Posta nel territorio comunale di Ponte nelle Alpi (in località La Secca), la stazione per l’Alpago (nata proprio per servire la conca prealpina) entrò in servizio il 24 settembre 1938, all’attivazione della linea da Vittorio Veneto a Ponte nelle Alpi. Il piazzale era composto da tre binari, tutti serviti da marciapiede, con la predisposizione per la messa in opera di un quarto. Lo scalo merci era dotato di un piano caricatore e di una bilancia a ponte. Erano presenti una torre del rifornitore (ancora presente) e delle colonne idriche per le locomotive a vapore.
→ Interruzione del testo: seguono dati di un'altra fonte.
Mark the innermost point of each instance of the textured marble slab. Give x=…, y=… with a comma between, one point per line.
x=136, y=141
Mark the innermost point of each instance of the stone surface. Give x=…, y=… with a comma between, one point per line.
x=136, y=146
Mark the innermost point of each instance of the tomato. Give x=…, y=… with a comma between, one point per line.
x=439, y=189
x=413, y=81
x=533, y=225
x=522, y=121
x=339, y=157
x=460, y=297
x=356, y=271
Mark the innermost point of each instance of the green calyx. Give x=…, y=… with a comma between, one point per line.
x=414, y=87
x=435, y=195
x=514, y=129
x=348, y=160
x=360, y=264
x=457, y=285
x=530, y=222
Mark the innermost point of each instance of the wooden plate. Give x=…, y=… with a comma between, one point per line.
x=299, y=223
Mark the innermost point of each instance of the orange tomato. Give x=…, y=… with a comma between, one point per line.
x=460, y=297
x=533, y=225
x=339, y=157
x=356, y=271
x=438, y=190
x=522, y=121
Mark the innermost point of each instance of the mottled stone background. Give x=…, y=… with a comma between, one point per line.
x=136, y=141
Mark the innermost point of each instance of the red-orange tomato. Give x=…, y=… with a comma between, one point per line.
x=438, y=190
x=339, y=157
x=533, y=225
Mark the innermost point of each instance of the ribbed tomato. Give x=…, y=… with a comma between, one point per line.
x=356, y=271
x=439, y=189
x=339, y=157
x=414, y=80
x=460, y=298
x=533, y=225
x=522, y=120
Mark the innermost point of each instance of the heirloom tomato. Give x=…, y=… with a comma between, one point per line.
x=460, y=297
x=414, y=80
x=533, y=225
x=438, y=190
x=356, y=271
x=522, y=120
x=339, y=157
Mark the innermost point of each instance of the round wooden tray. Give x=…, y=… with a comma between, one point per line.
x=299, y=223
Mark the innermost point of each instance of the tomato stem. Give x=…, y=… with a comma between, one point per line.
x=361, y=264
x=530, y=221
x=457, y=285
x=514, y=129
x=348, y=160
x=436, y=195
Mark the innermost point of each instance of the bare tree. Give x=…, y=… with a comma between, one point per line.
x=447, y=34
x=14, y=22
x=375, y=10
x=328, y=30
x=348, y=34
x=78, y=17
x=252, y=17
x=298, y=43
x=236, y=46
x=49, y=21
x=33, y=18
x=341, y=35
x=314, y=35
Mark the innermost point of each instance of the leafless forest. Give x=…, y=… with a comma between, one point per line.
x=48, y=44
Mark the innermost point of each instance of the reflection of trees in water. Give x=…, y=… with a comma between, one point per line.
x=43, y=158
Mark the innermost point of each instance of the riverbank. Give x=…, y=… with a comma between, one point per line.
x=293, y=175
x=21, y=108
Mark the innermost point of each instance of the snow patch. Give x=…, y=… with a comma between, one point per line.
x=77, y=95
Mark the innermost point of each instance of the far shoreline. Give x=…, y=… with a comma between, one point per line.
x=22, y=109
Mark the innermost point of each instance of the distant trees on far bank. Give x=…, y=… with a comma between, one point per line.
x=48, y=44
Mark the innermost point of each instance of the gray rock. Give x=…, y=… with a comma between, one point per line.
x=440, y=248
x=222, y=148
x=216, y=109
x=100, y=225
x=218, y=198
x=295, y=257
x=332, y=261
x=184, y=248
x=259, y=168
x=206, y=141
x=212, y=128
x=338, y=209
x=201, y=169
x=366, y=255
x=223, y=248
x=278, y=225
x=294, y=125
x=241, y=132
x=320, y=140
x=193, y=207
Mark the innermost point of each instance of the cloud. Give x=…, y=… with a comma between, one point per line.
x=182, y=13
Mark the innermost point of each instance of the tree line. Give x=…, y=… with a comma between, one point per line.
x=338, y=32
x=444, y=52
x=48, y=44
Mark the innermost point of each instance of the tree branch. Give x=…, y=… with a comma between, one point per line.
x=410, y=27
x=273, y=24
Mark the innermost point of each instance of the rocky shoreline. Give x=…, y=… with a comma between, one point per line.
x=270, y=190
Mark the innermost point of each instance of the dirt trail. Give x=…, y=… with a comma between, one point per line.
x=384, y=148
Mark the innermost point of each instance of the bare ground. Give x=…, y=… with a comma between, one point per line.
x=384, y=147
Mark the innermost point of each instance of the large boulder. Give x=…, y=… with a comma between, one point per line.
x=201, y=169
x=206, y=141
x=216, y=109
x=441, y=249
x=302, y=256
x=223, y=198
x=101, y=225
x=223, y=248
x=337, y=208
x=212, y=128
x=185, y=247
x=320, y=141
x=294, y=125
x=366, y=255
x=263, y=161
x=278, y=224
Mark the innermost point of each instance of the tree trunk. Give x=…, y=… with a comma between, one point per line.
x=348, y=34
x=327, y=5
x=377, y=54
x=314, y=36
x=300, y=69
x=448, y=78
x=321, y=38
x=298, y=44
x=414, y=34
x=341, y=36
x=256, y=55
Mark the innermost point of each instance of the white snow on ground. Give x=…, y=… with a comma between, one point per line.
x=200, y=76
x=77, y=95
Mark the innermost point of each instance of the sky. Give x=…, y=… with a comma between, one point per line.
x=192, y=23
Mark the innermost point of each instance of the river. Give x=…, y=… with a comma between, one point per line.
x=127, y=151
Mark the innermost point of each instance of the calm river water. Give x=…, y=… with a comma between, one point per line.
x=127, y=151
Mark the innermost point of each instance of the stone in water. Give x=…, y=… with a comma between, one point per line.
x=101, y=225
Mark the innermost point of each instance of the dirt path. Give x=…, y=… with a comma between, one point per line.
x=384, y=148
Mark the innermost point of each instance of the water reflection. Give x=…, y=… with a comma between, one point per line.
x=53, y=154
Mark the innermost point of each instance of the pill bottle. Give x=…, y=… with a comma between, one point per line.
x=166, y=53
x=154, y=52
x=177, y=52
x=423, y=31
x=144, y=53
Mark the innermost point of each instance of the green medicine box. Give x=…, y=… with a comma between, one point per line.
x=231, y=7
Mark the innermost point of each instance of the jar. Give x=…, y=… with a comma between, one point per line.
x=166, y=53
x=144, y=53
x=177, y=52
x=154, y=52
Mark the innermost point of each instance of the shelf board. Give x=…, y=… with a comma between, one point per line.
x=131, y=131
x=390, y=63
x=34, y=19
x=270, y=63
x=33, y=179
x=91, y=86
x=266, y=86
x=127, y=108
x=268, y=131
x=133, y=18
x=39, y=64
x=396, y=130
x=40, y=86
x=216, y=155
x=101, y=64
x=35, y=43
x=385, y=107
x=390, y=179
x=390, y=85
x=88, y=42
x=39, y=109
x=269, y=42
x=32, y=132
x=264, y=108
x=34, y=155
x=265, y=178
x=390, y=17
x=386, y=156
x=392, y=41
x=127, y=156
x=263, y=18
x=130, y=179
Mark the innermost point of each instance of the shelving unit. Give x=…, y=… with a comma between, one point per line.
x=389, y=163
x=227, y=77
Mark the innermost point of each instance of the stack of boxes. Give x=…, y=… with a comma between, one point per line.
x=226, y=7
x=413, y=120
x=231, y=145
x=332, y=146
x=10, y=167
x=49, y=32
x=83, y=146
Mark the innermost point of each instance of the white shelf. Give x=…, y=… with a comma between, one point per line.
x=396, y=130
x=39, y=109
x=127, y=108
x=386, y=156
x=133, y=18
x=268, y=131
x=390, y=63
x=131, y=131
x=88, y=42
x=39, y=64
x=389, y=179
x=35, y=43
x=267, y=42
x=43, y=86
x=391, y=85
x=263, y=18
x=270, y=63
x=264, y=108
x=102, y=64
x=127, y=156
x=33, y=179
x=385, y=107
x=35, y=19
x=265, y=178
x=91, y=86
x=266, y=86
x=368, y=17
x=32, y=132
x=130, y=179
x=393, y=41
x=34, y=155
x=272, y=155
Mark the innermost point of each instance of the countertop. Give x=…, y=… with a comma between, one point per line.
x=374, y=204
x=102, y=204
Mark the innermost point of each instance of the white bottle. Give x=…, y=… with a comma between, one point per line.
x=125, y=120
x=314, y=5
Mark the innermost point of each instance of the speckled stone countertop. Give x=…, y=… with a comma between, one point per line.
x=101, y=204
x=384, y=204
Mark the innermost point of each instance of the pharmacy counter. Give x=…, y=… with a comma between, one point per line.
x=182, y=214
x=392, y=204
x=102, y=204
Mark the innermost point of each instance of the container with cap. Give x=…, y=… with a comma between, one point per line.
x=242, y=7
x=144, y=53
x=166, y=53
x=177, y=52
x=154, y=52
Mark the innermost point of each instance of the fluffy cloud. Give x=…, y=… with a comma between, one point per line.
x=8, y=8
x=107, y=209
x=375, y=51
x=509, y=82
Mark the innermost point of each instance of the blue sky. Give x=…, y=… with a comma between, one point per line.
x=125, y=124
Successivamente da stazione, con tanto di bar, edicola, biglietteria e servizi la struttura venne declassata a fermata. Attualmente la fermata è servita dai treni regionali di Trenitalia, nell’ambito del contratto di servizio stipulato dalla società con la Regione, e sono rimasti solo i servizi di biglietteria automatica (attualmente non funzionante) e la sala d’attesa.

«Quello che non è cambiato in questi anni», dicono gli utenti del servizio, «è l’importanza di una fermata frequentata tutti i giorni da numerosi studenti e pendolari ma anche da molti turisti che rimangono stupiti perlomeno dall’apparente stato di abbandono in cui versa la prima stazione bellunese (oltre a quella di S. Croce del Lago dove però si fermano pochi treni, ndr) che è anche un punto strategico della viabilità provinciale ed extra provinciale visto che lungo la SS 51, in corrispondenza della stazione ferroviaria, si trovano le fermate dei servizi interurbani gestiti da DolomitiBus, Mom e Atvo».

Paolo Vendramini, sindaco di Ponte nelle Alpi, ricorda che sulla questione dello stato delle stazioni ferroviarie locali il braccio di ferro con Rfi (la società che gestisce le infrastrutture ferroviarie) è costante da diversi anni e ha coinvolto anche i sindaci che lo hanno preceduto.

«È una questione annosa, per la quale le istituzioni possono fare poco, ma per la quale abbiamo inoltrato diverse note alla società denunciando il problema perché se ne faccia carico visto che si parla di un patrimonio che Rfi ha in gestione. Quella stazione è frequentata, ci sono anche degli abitanti in quella zona e il decoro della struttura dovrebbe quindi essere garantito».

Anche il comitato frazionale di Lizzona-La Secca si era coinvolto alcuni anni nella redazione di un protocollo che poneva la questione a Rfi invitandola a non trascurare la stazione.

Per il sindaco di Ponte nelle Alpi la stazione per l’Alpago merita quindi «una definizione diversa dall’attuale e sia noi che i cittadini attendiamo da Rfi una risposta in merito».

«Forse», aggiunge il sindaco Paolo Vendramini, «il nuovo percorso che riguarda il centro commerciale di Paludi potrebbe favorire delle sinergie anche in questo senso».